JMW: It seems as though skepticism has become the default position to combat the prevailing (perhaps perceived) religious modes of the right—yet that position’s limits can seem constrictive and fruitless except as a kind of armor. As a believer, as you say, what’s at stake for you as a religious poet? Is that markedly different from a student in one of your classes who wants to get serious about poetry, but says, instead: “I’m a nonbeliever”?
PO'L: Provocative question. I would never impose my beliefs or assert the worth of religious poetry over any other poetry in a classroom or with any of my students. I want my students to learn the value of diction, image, and tone (for instance), or melopoeia, phanopoeia, and logopoeia. And that’s a project of several years! So, no reason to press religious concerns. Even so, at the Art Institute, because I teach classes in religion regularly, my creative writing students cross over. And beyond that, at the Art Institute, all of my students are art students: they’re all interested in making things. Anecdotally, I find more resistance to religious ideas – or, more specifically, Western religious ideas – among people in English departments than I do among art students, whose instincts are less toward skepticism and more toward a kind of porousness that functions as an opportunism: What can I use and how can I use it?
What’s at stake for this religious poet? Grandly, the salvation of my soul. Minutely, well, the same thing. Secularization is the ongoing trending tendency in the West since the Enlightenment; this is especially true among intellectuals, academics, and the many creative workers who make their livings in environments supported by academic institutions, especially in the humanities. I’m not entirely sure why this is so, except as a behavioral donning of the armor you noted in your question. But what are these people protecting themselves from? What’s their vulnerability?
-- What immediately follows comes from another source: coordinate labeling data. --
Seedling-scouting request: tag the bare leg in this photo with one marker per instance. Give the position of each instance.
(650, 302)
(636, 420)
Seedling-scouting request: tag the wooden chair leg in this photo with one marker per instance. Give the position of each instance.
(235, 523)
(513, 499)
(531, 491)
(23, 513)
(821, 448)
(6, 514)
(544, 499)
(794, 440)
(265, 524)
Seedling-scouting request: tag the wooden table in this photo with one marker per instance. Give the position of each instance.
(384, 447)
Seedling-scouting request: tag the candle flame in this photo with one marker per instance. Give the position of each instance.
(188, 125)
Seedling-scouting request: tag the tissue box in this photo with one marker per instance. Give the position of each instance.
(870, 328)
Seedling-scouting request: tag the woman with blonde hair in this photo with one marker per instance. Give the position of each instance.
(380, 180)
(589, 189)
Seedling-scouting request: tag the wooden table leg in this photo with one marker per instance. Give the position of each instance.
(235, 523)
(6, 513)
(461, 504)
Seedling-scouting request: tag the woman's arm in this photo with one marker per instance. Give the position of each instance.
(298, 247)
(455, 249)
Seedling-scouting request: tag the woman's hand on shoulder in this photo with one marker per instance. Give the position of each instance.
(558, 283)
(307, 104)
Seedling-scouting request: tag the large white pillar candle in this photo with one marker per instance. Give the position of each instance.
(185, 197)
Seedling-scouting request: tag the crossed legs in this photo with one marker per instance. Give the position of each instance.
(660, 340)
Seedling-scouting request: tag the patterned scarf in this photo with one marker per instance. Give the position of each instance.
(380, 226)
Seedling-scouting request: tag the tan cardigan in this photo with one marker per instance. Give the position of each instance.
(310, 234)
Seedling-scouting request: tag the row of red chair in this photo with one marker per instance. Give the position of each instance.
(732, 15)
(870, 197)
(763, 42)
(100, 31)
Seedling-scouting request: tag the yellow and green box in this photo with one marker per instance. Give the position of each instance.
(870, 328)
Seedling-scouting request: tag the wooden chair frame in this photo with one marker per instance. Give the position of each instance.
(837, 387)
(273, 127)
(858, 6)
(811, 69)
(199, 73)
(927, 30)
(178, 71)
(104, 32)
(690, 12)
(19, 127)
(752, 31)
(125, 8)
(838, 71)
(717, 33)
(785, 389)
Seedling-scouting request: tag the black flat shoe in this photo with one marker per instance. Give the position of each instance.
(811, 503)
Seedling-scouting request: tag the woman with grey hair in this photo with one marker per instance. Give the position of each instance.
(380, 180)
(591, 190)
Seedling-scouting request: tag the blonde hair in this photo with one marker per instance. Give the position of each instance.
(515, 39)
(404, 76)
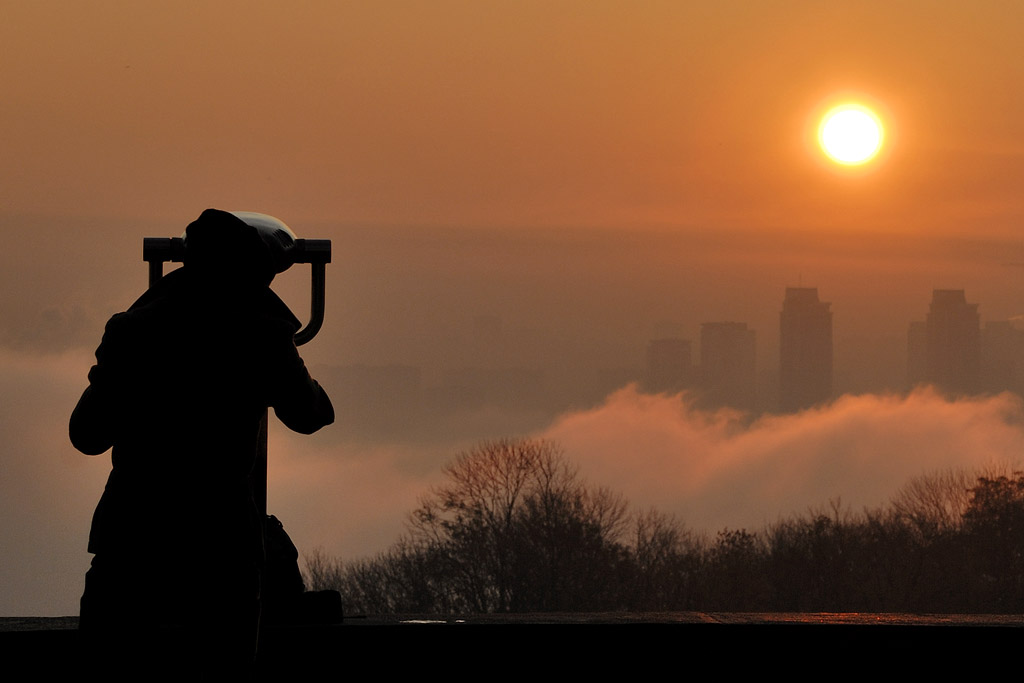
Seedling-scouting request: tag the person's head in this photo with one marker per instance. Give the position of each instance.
(222, 249)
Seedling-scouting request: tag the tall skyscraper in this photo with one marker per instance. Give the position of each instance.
(805, 349)
(728, 356)
(951, 344)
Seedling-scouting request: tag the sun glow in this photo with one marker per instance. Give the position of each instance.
(850, 134)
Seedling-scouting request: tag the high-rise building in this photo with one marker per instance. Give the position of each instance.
(805, 349)
(728, 356)
(670, 367)
(951, 344)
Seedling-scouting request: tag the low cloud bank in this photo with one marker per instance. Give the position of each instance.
(719, 470)
(714, 470)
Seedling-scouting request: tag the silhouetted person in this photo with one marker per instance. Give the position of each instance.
(180, 384)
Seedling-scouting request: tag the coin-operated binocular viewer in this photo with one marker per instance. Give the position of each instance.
(286, 250)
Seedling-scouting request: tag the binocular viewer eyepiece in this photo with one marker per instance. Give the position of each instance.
(285, 248)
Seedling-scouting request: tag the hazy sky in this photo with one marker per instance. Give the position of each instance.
(587, 171)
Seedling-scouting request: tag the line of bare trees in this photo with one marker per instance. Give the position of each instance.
(515, 528)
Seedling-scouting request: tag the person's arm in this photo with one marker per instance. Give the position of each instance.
(298, 399)
(92, 423)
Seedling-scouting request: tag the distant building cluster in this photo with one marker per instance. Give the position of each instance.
(952, 352)
(949, 350)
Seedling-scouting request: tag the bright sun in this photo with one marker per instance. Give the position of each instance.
(850, 134)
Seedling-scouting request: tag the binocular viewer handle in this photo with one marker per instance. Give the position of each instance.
(314, 252)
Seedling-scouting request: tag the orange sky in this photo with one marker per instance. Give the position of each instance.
(510, 113)
(586, 171)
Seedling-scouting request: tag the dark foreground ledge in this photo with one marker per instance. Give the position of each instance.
(737, 640)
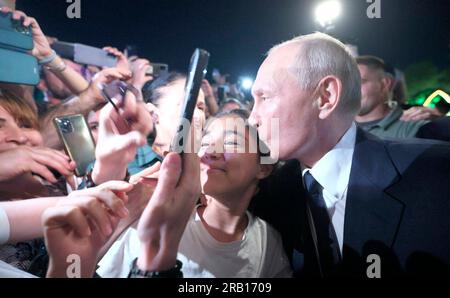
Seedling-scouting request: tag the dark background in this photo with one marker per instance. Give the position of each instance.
(239, 32)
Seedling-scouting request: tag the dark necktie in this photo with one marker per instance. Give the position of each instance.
(322, 230)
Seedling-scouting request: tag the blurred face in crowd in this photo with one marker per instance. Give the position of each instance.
(227, 167)
(229, 106)
(55, 85)
(168, 109)
(278, 97)
(15, 133)
(374, 89)
(93, 123)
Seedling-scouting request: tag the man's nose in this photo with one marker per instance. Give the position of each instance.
(211, 152)
(253, 119)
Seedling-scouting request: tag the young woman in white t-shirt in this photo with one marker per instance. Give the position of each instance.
(222, 239)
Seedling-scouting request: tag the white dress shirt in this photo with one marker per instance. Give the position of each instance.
(332, 172)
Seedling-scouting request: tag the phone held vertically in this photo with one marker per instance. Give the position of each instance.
(197, 71)
(77, 139)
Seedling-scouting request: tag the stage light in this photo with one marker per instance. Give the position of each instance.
(247, 83)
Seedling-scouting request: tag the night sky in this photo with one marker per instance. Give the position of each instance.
(237, 33)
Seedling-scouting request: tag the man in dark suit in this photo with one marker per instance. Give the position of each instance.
(345, 202)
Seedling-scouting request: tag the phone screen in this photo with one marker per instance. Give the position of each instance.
(196, 74)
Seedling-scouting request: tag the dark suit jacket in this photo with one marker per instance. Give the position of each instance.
(398, 207)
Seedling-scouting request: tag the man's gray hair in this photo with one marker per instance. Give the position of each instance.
(320, 55)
In his memoir, Youth, J.M. Coetzee describes (in a somewhat abstract third-person) how as he was making the shift completely from being a computer scientist to an artist in his 20s, he gave himself over to the study of logic for a period, more to follow a hunch than to gain some understanding. (Coetzee had been working as a programmer for IBM in London in the 1970s.) This is toward the end of the memoir. During this study, he has what I take to be a powerful recognition, one I think must have prefigured the creative work to come. Looking at the history of Western logic, he realizes that in antiquity there was this consensual decision to abandon the and/or orientation toward choices in favor of either/or. And with the arrival of either/or came the favoring of binaries over totalities. Thus logic over illogic. In my reading, and/or choices are mythical and creaturely: spirit and matter; human and animal; sky and sea. Coetzee is suggesting that the primary operation of the imagination is overlapping, metaphorical: and/or. Logic and rationality are a later development, distinctively human, thus an imposition. (I think his novels bear this notion out, especially Disgrace, but also Elizabeth Costello.) In my admittedly simplistic formulation, religion has been quarantined to the realm of illogic – something primitive, instinctual, needing to be outgrown. But religion is the cultural and imaginal expression of the and/or. And until relatively recently, creative work belonged in the same realm.